The Problem of Immigration

Immigration has continued to attract the attention of policy makers especially in host countries. On the margin of the immigration is the popular view that immigration presents social and economic burden to the countries that host immigrants. This paper addresses the reasons why immigration is an ethical dilemma and offers some of the solutions to this problem.

Immigration has many implications to the host countries and the world a large both economically and socially (Borjas, 1994). For example, its impacts on social structure can cause changes in the cultural and social practices of the host. According to (Berry, 2008), immigration means the settling of an individual or a group of people in a new country. It involves intermingling of people and therefore calls for institutional and social changes.

The problem of immigration can be solved by addressing of the conditions that are causing people to migrate. This may be preferable to other solutions like the formation of policies that scuttle the rights of immigrants or even that of building better policies to cater for the rights of the immigrants like it is done in many countries which may in turn lead to influx of immigrants (Coppel, Dumont & Visco, 2001).

However, it is notable that immigration also has its positivity. It is understood to help in integrating humanity across the world and therefore building one unified people. If this is the case, then positive immigration should be encouraged to allow people from different cultures to mingle and exchange their cultures.

 The main assumptions to the problem of immigration is that immigrants only come to enjoy the resources of the host country while they have nothing important to offer to these countries. However, the reality is that immigrants have been instrumental in the development of some of these host countries. For instance, Card (2001) argues that the American nation can be said to have been built by immigrants.

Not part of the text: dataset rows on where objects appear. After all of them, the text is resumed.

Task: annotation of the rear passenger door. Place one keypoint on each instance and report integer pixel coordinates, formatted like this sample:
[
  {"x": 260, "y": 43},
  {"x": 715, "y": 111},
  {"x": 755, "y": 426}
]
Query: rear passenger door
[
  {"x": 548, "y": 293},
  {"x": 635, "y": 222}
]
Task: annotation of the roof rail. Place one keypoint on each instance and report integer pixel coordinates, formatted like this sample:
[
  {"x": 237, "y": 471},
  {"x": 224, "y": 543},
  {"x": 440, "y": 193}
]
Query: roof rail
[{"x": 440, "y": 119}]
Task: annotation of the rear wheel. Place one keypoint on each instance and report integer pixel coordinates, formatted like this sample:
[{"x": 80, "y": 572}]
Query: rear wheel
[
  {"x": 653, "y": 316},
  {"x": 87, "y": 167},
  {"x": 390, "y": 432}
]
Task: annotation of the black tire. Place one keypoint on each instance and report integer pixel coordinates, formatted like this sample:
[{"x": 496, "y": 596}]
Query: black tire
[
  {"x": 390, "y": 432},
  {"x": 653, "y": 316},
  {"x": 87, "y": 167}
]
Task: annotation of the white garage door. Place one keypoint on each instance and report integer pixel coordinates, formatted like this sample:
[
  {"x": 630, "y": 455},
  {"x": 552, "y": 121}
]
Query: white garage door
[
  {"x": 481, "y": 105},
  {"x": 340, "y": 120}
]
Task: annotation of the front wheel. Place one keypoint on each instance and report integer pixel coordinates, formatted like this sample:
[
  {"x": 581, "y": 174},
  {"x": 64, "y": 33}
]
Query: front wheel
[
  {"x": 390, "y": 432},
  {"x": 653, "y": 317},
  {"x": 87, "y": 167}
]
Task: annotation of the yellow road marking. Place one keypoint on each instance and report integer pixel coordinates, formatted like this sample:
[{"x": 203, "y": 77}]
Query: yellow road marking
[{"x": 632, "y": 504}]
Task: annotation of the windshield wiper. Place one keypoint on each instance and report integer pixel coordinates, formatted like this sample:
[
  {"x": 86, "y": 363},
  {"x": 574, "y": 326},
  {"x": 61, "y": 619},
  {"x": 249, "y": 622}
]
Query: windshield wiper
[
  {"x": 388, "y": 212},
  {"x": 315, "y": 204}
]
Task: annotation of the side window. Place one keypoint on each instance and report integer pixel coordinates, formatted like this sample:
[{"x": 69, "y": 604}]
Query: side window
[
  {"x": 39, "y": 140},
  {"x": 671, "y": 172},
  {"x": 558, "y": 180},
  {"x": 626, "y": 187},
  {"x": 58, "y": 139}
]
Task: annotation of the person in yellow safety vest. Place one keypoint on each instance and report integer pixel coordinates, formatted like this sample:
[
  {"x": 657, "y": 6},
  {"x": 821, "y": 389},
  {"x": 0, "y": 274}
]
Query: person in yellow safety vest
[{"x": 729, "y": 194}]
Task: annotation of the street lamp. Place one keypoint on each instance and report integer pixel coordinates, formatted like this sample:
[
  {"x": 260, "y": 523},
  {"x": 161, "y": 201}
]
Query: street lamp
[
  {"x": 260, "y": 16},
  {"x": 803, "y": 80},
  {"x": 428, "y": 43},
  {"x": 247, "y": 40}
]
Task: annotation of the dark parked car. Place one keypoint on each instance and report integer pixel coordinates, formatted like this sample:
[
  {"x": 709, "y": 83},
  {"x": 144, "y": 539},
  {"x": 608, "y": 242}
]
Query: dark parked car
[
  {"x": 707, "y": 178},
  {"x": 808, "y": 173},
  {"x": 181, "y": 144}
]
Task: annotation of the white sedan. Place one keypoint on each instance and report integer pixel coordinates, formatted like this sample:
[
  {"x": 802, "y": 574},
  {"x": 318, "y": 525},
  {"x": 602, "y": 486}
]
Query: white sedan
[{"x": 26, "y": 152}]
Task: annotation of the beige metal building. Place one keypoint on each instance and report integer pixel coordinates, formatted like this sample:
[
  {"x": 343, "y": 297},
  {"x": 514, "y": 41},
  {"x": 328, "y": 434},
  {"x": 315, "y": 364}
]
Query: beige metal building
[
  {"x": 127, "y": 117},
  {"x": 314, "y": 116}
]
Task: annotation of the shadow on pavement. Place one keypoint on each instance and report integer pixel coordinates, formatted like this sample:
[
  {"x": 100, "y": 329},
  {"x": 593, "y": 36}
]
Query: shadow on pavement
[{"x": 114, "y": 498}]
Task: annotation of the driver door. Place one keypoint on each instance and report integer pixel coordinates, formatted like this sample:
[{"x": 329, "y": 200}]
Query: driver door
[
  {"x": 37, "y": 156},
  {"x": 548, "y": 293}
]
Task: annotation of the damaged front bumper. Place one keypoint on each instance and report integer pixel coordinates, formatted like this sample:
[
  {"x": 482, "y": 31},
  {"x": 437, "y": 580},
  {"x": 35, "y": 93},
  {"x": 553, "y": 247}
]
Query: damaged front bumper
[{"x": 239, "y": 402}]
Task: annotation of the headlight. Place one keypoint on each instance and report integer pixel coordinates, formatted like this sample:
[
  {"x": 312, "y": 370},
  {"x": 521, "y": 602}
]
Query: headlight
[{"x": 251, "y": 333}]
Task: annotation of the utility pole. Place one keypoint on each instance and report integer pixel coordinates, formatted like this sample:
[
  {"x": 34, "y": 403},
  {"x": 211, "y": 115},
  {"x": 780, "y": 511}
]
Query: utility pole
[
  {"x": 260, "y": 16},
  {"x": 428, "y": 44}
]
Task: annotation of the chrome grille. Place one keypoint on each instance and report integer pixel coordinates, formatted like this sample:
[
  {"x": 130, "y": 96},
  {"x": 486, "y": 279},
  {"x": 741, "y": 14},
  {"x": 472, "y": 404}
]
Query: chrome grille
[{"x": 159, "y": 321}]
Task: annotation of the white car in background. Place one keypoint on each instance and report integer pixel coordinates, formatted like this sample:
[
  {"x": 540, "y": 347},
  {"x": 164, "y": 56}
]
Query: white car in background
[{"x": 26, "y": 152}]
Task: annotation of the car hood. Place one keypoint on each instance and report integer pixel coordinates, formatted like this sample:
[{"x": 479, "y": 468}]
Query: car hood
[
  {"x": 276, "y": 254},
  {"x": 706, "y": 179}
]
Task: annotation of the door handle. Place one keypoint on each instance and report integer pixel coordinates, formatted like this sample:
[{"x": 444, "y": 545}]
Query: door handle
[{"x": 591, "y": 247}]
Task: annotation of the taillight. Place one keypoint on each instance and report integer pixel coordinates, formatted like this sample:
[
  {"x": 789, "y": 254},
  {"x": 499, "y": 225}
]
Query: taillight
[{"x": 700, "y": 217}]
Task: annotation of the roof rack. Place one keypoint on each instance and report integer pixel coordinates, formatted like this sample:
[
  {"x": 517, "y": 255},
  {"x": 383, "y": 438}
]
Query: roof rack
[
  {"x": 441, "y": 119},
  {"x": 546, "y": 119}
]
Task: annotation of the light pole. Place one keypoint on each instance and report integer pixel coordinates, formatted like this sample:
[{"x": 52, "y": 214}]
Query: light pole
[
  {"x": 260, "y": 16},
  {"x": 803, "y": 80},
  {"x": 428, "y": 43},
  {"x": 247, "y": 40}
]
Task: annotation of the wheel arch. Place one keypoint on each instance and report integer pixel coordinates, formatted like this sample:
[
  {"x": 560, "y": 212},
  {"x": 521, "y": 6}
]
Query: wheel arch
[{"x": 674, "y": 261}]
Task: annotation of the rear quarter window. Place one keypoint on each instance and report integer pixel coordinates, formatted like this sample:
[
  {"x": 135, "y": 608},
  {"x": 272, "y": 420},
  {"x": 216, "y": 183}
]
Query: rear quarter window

Morally, nations should borrow from the utilitarianism and avoid brushing it away in totality but regulate it to ensure that it benefits the majority who are the natives. Addressing such dilemma will thus require the formulation of appropriate policies at the governmental levels (Berry, 2001).

In conclusion, solving the problem of immigration would make the world a free place to live at; and people will be moving to new areas, not because they are running away from persecution but rather; as a way of cultural integration.